Flavio Felice
“Il Foglio”, 3 settembre 2021
Credere e sapere e La razionalità, entrambi curati da Salvatore Abbruzzese, con la prefazione di Enzo Di Nuoscio nel caso del primo libro possono essere letti come il testamento spirituale del sociologo e filosofo francese Raymond Boudon. L’autore presenta in modo sistematico la sua proposta epistemologica: lo scienziato sociale deve accrescere la conoscenza empirica delle dinamiche sociali, dedicandosi alla spiegazione di fenomeni a prima vista incomprensibili, mediante teorie che superino rigorosi controlli logici ed empirici. Questo può essere fatto solo attraverso l’individualismo metodologico: ipotesi empiricamente controllabili, le teorie sociali devono ricostruire la catena causale ragioni-azioni-fenomeno sociale. Boudon elabora una teoria della razionalità per spiegare l’azione in relazione alle sue cause e una teoria delle conseguenze non intenzionali per spiegare quegli effetti aggregati non voluti, prodotti dalla non programmata combinazione delle azioni umane.

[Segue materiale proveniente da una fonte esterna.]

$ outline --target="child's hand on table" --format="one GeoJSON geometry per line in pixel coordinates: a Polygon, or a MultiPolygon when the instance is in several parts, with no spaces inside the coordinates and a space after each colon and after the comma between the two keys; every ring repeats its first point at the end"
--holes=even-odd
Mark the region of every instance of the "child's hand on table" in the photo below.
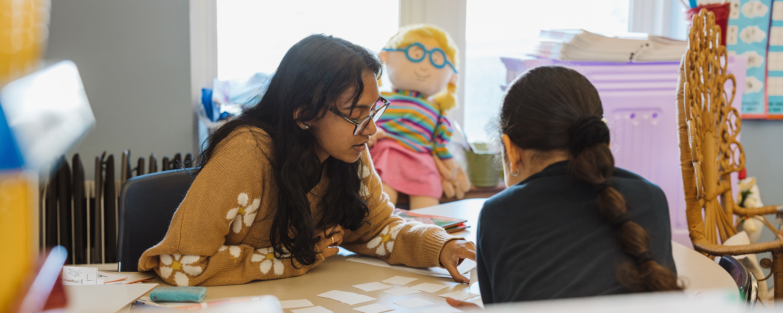
{"type": "Polygon", "coordinates": [[[446,302],[447,304],[449,304],[449,305],[451,305],[452,308],[456,308],[462,309],[462,310],[464,310],[464,309],[474,309],[474,308],[479,308],[480,309],[480,308],[482,308],[482,307],[479,307],[478,304],[476,304],[474,303],[471,303],[471,302],[467,302],[467,301],[462,301],[462,300],[456,300],[456,299],[454,299],[454,298],[452,298],[452,297],[446,297],[446,302]]]}
{"type": "Polygon", "coordinates": [[[476,261],[476,245],[470,241],[452,239],[446,242],[441,249],[440,262],[443,268],[449,271],[449,274],[451,274],[455,282],[470,283],[470,281],[456,269],[456,265],[464,259],[476,261]]]}
{"type": "Polygon", "coordinates": [[[321,240],[316,246],[321,251],[323,258],[327,258],[337,254],[340,251],[340,248],[337,248],[337,246],[342,243],[342,238],[343,235],[345,235],[345,230],[343,229],[342,226],[335,225],[323,231],[316,230],[314,234],[316,236],[321,236],[321,240]],[[328,236],[330,234],[332,236],[328,236]]]}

Boudon applica questo metodo per proporre una spiegazione di uno dei fenomeni sociali più rilevanti: la diffusione e la selezione delle idee politiche, morali e religiose. Boudon ritiene che l’adesione ad una credenza politica, morale, religiosa o di senso comune sia il risultato di “buone ragioni” che gli individui elaborano, sulla base delle proprie risorse cognitive e materiali. L’azione è dunque una ipotesi di soluzione di un problema, ritenuta la migliore possibile, stante i vincoli situazionali nell’ambito dei quali essa si sviluppa. Spiegare l’adesione ad una credenza e la scelta di un’azione, significa ricostruire il loro legame causale con le “ragioni” che l’attore aveva in quella circostanza. Il “disincantamento del mondo”, il processo storico di progressiva eliminazione di entità magiche e spirituali per la spiegazione oggettiva dei fenomeni umani, non porta dunque a spiegare la diffusione delle idee cercando strutture più o meno occulte o leggi ineluttabili che guiderebbero la storia umana. Va invece inteso, insiste Boudon sulla scia di Weber, come un processo di progressiva “razionalizzazione”, cioè di adesione alle credenze sulla base di “buone ragioni”. E questo meccanismo è sempre lo stesso anche quando si aderisce a idee che poi si rivelano false: si possono avere buone ragioni di credere il falso. Salvando l’azione umana dalle pretese di verità assolute, nonché dal determinismo, dal culturalismo e dall’irrazionalismo, che continuano a riproporsi in forme diverse, Boudon salva lo spazio della libertà e dunque della responsabilità individuale.